Abstract

The use of slang, abusive, and offensive language has become common practice on social media. Even though social media companies have censorship polices for slang, abusive, vulgar, and offensive language, due to limited resources and research in the automatic detection of abusive language mechanisms other than English, this condemnable act is still practiced. This study proposes USAD (Urdu Slang and Abusive words Detection), a lexicon-based intelligent framework to detect abusive and slang words in Perso-Arabic-scripted Urdu Tweets. Furthermore, due to the nonavailability of the standard dataset, we also design and annotate a dataset of abusive, offensive, and slang word Perso-Arabic-scripted Urdu as our second significant contribution for future research. The results show that our proposed USAD model can identify 72.6% correctly as abusive or nonabusive Tweet. Additionally, we have also identified some key factors that can help the researchers improve their abusive language detection models.

1. Introduction

The birth of social media entirely revolutionized the ways and purpose of mass communication [1]. In the early days, mass communication media was used with the ethical and moral responsibilities as governed by social norms. Besides that, mass communication media was effectively used for education and training. Social media currently allows every connected individual to express their feelings about anything using Twitter, Facebook, Instagram, blogs, or other social media sites [2]. Recent studies about social media show peoples’ lack tolerance that turns into aggression through which people use such language that may offend others’ feelings [3]. However, most of the social media sites have policies for content publications and penalties for policy violations.

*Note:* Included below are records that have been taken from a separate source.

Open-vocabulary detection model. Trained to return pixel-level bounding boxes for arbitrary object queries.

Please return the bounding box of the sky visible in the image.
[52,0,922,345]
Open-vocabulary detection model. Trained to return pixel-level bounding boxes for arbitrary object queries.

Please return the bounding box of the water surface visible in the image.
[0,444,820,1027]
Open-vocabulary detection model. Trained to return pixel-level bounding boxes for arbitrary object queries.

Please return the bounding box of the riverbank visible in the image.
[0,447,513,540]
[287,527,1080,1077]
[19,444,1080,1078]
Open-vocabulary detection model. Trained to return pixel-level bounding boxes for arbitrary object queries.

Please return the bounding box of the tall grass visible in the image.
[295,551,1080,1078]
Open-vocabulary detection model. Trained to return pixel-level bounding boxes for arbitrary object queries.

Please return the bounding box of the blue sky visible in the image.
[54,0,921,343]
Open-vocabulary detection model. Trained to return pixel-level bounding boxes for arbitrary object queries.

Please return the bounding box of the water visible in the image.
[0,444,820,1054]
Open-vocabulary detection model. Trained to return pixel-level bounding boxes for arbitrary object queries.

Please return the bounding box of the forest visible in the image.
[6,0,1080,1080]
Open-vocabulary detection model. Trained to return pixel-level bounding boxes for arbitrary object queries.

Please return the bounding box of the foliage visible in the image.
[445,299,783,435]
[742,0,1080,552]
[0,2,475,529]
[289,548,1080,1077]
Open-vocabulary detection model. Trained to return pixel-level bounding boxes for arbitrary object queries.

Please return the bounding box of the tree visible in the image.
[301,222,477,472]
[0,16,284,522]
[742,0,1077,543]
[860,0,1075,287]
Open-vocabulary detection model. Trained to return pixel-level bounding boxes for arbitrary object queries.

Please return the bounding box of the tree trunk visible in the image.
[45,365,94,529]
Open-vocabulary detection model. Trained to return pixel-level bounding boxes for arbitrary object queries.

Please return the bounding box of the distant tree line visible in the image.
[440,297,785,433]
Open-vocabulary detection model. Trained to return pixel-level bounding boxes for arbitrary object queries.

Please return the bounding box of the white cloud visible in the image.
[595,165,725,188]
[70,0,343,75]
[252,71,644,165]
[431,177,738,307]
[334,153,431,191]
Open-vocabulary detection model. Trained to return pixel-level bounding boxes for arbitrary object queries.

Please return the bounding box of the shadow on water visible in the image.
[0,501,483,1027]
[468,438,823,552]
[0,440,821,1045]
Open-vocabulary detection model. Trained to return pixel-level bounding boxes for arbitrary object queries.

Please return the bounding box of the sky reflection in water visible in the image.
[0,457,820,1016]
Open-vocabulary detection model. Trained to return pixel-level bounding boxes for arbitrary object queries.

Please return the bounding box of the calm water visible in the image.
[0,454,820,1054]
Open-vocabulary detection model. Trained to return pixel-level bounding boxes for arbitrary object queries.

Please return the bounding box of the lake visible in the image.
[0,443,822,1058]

Nonetheless, in the case of informal and vulgar textual content, the policies’ violation is hard to detect manually [1] due to an immense number of posts. Moreover, these social media sites also allow users to post their textual content in native languages. According to the survey conducted in 2018, the English language is used in only 32% of all Tweets [4]. Twitter is a microblogging and social networking service that allows users to express their views using a Tweet of 280 characters [2].

Hate speech and offensive and abusive language detection on social media is an active research field [5]. There are several studies available for hate speech abusive language detection for English [6, 7], Danish [8], Arabic [1, 9], Indonesian [10], and others. These studies used different methodologies to detect abusive and offensive language, such as lexicon-based detection in the English language [11], n-gram for English [12] and Roman Urdu [5] language, pattern matching [13], blacklist [7], and others. However, to the best of our knowledge, abusive, offensive, and slang word detection from the Urdu language in Perso-Arabic script has not been performed due to its complexity.

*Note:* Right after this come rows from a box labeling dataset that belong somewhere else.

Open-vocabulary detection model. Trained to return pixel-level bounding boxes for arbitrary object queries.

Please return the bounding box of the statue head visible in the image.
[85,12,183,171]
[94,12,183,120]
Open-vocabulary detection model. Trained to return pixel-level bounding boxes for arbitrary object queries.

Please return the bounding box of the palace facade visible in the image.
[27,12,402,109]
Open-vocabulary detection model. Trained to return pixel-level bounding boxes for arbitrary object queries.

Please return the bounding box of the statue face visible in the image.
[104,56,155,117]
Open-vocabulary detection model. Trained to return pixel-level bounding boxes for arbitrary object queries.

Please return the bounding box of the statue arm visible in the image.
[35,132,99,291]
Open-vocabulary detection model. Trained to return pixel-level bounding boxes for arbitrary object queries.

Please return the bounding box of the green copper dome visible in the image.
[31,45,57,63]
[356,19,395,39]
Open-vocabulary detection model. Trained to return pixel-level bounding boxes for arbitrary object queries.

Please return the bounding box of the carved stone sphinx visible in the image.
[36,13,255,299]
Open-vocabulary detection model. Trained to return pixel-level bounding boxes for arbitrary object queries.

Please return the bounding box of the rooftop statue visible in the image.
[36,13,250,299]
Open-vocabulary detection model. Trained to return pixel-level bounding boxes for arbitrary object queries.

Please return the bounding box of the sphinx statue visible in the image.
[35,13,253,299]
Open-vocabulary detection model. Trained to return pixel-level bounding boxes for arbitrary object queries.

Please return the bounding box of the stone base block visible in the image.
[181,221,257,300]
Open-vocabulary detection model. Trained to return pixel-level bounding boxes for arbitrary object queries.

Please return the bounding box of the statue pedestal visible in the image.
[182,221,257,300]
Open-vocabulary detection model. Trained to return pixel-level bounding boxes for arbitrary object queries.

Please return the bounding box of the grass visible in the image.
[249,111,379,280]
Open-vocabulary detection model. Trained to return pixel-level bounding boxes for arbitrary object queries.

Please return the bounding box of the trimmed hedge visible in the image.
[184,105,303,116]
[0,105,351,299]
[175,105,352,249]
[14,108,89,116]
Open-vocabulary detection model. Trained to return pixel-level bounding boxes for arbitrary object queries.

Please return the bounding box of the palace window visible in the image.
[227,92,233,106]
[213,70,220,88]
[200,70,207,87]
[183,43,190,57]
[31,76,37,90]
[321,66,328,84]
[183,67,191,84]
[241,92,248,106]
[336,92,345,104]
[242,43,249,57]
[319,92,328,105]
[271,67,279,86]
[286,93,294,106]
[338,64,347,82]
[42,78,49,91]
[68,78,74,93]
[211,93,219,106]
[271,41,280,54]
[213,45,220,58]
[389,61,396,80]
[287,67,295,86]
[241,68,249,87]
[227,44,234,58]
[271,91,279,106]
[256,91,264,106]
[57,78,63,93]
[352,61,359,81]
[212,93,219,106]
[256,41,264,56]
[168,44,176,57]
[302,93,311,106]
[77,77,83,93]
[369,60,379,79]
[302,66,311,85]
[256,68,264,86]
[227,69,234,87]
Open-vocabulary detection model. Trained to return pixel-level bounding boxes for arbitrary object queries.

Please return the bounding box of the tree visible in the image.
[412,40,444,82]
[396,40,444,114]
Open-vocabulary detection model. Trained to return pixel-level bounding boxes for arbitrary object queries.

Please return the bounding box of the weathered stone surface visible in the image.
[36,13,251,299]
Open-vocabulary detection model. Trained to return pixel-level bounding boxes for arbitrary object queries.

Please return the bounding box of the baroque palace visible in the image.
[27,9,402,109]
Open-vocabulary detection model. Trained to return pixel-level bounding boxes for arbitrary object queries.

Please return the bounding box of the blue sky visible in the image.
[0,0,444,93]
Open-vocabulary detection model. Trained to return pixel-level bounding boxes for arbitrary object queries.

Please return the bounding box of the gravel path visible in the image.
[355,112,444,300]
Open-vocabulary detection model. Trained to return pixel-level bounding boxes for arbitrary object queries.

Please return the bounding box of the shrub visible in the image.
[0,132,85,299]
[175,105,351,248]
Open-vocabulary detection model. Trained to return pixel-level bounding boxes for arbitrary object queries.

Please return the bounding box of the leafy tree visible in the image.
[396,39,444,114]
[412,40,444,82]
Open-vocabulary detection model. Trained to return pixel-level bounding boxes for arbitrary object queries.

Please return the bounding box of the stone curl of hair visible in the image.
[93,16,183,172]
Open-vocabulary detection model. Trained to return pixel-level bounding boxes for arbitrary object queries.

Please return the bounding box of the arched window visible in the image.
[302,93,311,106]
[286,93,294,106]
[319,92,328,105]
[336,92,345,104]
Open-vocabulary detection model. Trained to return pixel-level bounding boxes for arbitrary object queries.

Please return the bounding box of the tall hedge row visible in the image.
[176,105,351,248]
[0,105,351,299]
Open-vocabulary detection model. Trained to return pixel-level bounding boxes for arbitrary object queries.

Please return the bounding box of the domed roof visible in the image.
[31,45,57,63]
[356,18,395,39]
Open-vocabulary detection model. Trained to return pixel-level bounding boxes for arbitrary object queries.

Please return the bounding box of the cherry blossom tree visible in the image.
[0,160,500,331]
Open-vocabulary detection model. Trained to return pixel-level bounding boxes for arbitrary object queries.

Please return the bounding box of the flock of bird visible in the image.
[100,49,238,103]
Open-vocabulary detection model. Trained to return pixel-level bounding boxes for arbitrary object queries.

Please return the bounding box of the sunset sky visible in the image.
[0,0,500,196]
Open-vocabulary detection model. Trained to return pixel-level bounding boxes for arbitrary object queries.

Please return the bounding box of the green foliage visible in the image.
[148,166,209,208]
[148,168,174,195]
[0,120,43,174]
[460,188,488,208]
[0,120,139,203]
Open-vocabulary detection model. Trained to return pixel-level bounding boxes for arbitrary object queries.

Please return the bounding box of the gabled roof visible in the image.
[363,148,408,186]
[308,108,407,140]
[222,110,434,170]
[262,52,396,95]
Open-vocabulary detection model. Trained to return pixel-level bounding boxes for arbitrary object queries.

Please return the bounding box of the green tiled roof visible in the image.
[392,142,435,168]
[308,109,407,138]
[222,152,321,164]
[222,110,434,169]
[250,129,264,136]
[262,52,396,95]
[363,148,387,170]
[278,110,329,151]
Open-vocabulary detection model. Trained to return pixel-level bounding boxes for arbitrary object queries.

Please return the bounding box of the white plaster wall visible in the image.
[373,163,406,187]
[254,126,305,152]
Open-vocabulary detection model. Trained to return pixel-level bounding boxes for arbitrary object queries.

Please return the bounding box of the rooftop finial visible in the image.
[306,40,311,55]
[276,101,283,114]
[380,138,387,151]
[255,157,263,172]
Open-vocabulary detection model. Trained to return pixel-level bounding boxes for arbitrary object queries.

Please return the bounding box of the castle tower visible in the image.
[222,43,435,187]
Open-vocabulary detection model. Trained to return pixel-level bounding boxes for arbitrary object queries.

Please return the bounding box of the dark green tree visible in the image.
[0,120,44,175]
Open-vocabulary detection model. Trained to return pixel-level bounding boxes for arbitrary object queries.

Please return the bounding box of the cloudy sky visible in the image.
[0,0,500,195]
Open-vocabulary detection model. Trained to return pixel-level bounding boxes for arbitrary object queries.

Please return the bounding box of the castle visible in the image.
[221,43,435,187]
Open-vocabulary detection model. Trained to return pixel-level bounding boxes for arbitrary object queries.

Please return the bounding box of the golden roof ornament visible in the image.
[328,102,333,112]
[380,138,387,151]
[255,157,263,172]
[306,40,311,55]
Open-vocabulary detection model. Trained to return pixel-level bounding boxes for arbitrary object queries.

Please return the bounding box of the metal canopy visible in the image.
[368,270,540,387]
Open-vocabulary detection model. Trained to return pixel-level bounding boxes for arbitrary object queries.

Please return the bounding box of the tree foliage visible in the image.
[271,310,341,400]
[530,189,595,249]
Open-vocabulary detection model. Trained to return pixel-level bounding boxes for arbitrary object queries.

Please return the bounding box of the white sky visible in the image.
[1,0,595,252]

The Urdu language is challenging due to its morphological and syntactical complexity as the Urdu language draws grammatical structures and vocabulary from Persian, Sanskrit, Arabic, and Turkish [14]. Due to morphological and syntactical complexity, minimal research has been conducetd on Urdu text, especially for abusive word detection [5]. Similarly, there is no standard dataset in Perso-Arabic-scripted Urdu publicly available for offensive text detection.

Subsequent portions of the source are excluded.